US government and industry largely responded to privacy concerns through SSN masking. Typically, this involves censoring the first 5 digits and displaying only the 4-digit serial number portion (e.g., “***-**-1234”). The IRS adopted this so-called TIN Masking approach in 2014; SSNs they display or print on forms now show only the last four digits. They call this identifier a Truncated Taxpayer ID Number (TTIN).
The problem with TIN Masking is it hides the part of the SSN that’s most predictable, while leaving the part that’s hardest to guess exposed for all to see. The Carnegie Mellon researchers were able to predict first 5 digits of SSNs on the first guess with a 44% success rate.
Also, unlike SSN, a TTIN is not unique. With only 10,000 possible values allotted to 300 million US citizens, collisions are guaranteed to occur at high rates. For example, by the law of averages and the Pigeonhole Principle, about 30,000 Americans have SSNs that end in “1234”. So TTIN cannot work as a unique user ID.
As an authentication credential, TTIN is also worse than SSN. Precisely because agencies and companies now feel free to display or print the last four digits of your SSN, it’s now the easiest part of your SSN for criminals to steal. They no longer have to go to the trouble of finding out your birthday and birthplace to guess your full 9-digit SSN. Instead they can snatch your last 4 digits via shoulder surfing, key logging, war driving, dumpster diving, etc.
A fundamental rule of knowledge based authentication has been violated: Never use a piece of information as both identifier and credential. As it turns out, TTIN works poorly either way. With TTIN, the federal government took a bad ID and made it worse.
When SSA invented SSN in 1936, it was only meant to be your social security account number. No one imagined it would evolve into a de facto National ID number used by almost every agency at every level of government, as well as financial institutions and corporations. Nor was their predictability considered a liability; in 1936 there seemed to be no reason to keep them secret. If anything, their predictability made them easier to verify.

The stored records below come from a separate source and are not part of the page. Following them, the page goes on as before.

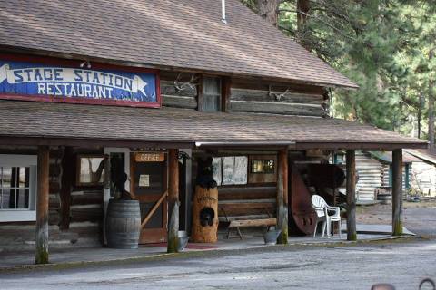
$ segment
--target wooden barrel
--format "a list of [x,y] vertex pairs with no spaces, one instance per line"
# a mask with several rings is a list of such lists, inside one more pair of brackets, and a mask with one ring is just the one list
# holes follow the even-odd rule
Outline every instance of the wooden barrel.
[[109,200],[106,214],[107,246],[138,248],[141,211],[138,200]]

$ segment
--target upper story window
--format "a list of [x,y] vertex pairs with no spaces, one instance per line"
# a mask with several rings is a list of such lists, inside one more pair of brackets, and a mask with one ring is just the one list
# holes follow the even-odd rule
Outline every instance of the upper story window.
[[252,160],[251,173],[273,174],[274,172],[274,160]]
[[35,155],[0,155],[0,222],[35,220]]
[[220,111],[221,110],[221,80],[220,78],[203,77],[202,102],[199,111]]

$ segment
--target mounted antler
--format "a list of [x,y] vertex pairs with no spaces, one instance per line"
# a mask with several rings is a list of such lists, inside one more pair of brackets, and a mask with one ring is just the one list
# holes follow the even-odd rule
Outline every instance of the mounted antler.
[[195,86],[198,84],[196,81],[198,81],[198,77],[195,76],[195,73],[191,75],[191,80],[189,82],[182,82],[182,72],[179,72],[177,78],[174,81],[174,87],[178,92],[184,91],[186,89],[191,89],[192,91],[195,92]]
[[280,101],[282,100],[282,97],[284,97],[286,95],[286,93],[288,93],[289,92],[289,87],[286,88],[286,91],[284,91],[282,93],[275,93],[275,92],[272,92],[272,85],[269,85],[268,86],[268,94],[270,95],[270,97],[274,97],[275,101]]

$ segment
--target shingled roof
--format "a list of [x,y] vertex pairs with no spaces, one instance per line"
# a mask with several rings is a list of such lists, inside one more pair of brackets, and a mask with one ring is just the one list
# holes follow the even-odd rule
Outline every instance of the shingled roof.
[[295,149],[426,148],[427,142],[339,119],[0,101],[0,140],[176,142],[194,146],[292,145]]
[[0,47],[219,74],[356,87],[240,3],[0,0]]

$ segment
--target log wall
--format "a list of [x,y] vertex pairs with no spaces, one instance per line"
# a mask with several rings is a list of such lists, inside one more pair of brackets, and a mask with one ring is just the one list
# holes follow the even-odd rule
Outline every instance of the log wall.
[[319,87],[233,79],[230,111],[322,117],[328,114],[323,93]]
[[[197,109],[197,86],[183,85],[183,82],[191,81],[193,76],[190,72],[162,72],[161,96],[163,105],[165,107]],[[198,83],[198,81],[193,82]],[[177,86],[182,90],[177,89]]]
[[[270,83],[238,78],[229,78],[228,82],[223,82],[218,77],[177,72],[161,72],[160,77],[163,105],[166,107],[205,111],[225,111],[314,117],[328,115],[326,109],[328,100],[321,87]],[[225,83],[226,88],[229,87],[230,98],[224,100],[224,104],[221,103],[223,100],[220,101],[222,98],[220,82]]]
[[[0,150],[4,154],[36,154],[34,148]],[[81,153],[87,153],[81,151]],[[89,153],[95,153],[94,150]],[[49,248],[101,246],[103,224],[103,188],[72,188],[70,222],[61,229],[61,179],[64,150],[51,148],[49,155]],[[74,164],[72,166],[75,167]],[[74,169],[75,172],[75,169]],[[75,177],[75,175],[74,175]],[[0,252],[35,250],[35,222],[0,223]]]

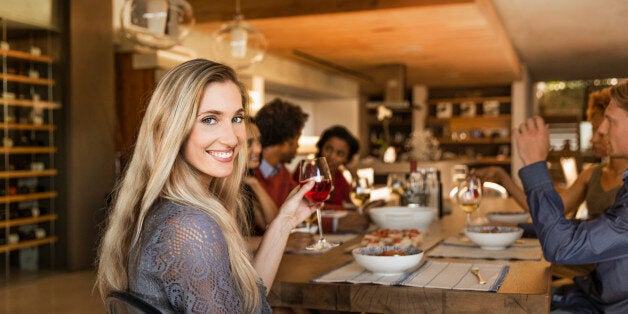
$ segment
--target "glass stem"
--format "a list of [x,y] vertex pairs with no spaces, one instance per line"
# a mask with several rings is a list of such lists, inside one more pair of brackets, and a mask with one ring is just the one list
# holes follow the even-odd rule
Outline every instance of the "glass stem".
[[318,235],[319,235],[319,241],[323,241],[325,240],[325,238],[323,238],[323,218],[321,217],[321,209],[317,208],[316,209],[316,220],[318,220]]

In the decades since 1936 we’ve tried various gimmicks to preserve the security, privacy, and uniqueness of SSNs. Yet every band-aid we apply seems to make the bleeding worse. With the advent of TTIN in 2014 we’ve dug ourselves into such a deep hole it’s hard to see a way out. Eventually there will be no one alive in America born before 2011, at which time all SSNs in use should be unpredictable. But it seems absurd to let this problem fester for another ninety years.

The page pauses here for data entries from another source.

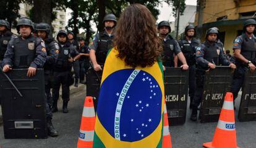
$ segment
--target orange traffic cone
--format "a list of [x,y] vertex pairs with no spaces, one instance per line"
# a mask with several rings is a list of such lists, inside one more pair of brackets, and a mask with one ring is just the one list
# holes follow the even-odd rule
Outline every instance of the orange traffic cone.
[[93,144],[95,112],[92,97],[86,97],[80,126],[77,148],[92,148]]
[[164,101],[164,127],[163,135],[163,148],[171,148],[171,134],[169,131],[168,117],[167,115],[166,104]]
[[208,148],[237,148],[233,94],[226,94],[213,142],[203,144]]

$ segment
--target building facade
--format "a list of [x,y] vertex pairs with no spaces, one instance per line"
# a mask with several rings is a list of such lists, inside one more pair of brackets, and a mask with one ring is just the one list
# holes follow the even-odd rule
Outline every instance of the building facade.
[[232,51],[233,41],[242,33],[243,22],[254,18],[255,0],[198,0],[195,25],[202,40],[207,29],[216,27],[226,49]]

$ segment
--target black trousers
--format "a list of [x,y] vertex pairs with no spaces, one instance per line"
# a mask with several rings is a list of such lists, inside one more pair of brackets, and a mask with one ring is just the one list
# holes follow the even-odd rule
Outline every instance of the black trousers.
[[244,83],[244,76],[248,68],[243,66],[237,67],[234,73],[232,83],[231,92],[233,93],[234,100],[237,97],[238,92]]
[[75,78],[80,78],[80,65],[79,60],[75,60],[73,62],[73,68],[75,72]]
[[62,89],[63,101],[69,101],[70,71],[54,72],[53,73],[54,84],[53,86],[53,100],[57,101],[59,97],[61,84]]

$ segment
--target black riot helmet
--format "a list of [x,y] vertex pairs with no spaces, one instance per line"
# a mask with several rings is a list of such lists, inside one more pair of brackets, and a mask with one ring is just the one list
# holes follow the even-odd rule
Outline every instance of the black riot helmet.
[[244,31],[246,31],[246,27],[249,25],[254,25],[256,27],[256,21],[254,19],[248,19],[244,22]]
[[196,36],[195,28],[192,25],[189,25],[186,26],[186,27],[185,28],[185,35],[186,36],[187,36],[187,31],[189,31],[189,30],[191,30],[191,29],[194,29],[194,30],[195,31],[195,33],[194,34],[194,36]]
[[47,35],[49,35],[50,33],[50,27],[48,23],[40,23],[36,24],[35,30],[36,31],[38,31],[38,30],[45,31]]
[[20,27],[22,25],[30,26],[32,32],[35,30],[33,23],[27,17],[21,17],[19,20],[16,28],[18,32],[20,32]]
[[59,37],[59,36],[61,36],[61,35],[65,36],[67,39],[67,33],[64,30],[59,30],[59,32],[57,34],[57,39],[58,39],[58,37]]
[[207,39],[207,36],[211,33],[216,33],[217,35],[217,39],[219,37],[219,30],[216,27],[213,27],[209,28],[206,34],[205,34],[205,39]]
[[7,30],[10,30],[10,24],[6,20],[0,20],[0,25],[5,26]]
[[106,20],[113,20],[114,22],[115,23],[116,23],[116,16],[113,14],[107,14],[104,17],[103,19],[103,23]]
[[171,27],[170,27],[170,24],[169,23],[169,22],[167,22],[167,21],[166,21],[166,20],[163,20],[163,21],[161,21],[159,23],[158,23],[158,25],[157,25],[157,28],[159,30],[160,28],[160,27],[163,27],[163,26],[165,26],[165,27],[168,27],[169,28],[169,33],[170,33],[171,32]]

The obvious solution is to invent a true US National Identifier to replace SSN as a random, private, permanent, unique citizen identifier. But since this idea is political suicide to any leader who advocates it, it too is probably generations away in the future.
You may be thinking “Why don’t I just request a new random SSN to replace my predictable SSN?” Well, it turns out SSA does allow you to change your SSN but they don’t make it easy. You have to prove your current SSN is causing major problems such as serial identity theft or life endangerment. There’s an exception for people with a “religious or cultural objections to certain numbers” but it requires documentation from a recognized religious group. (As a precaution, SSA has never allowed any SSN to begin with “666“.)
It seems in America we are stuck with a dysfunctional national ID scheme for another century, thanks to a government that won’t address the problem and won’t allow us to trade our bad IDs for better ones.
UPDATE 10/4/2017: In aftermath of the Equifax breach, Trump administration is considering ending federal use of SSN for citizen identification.
Michael McCormick is an information security consultant, researcher, and founder of Taproot Security.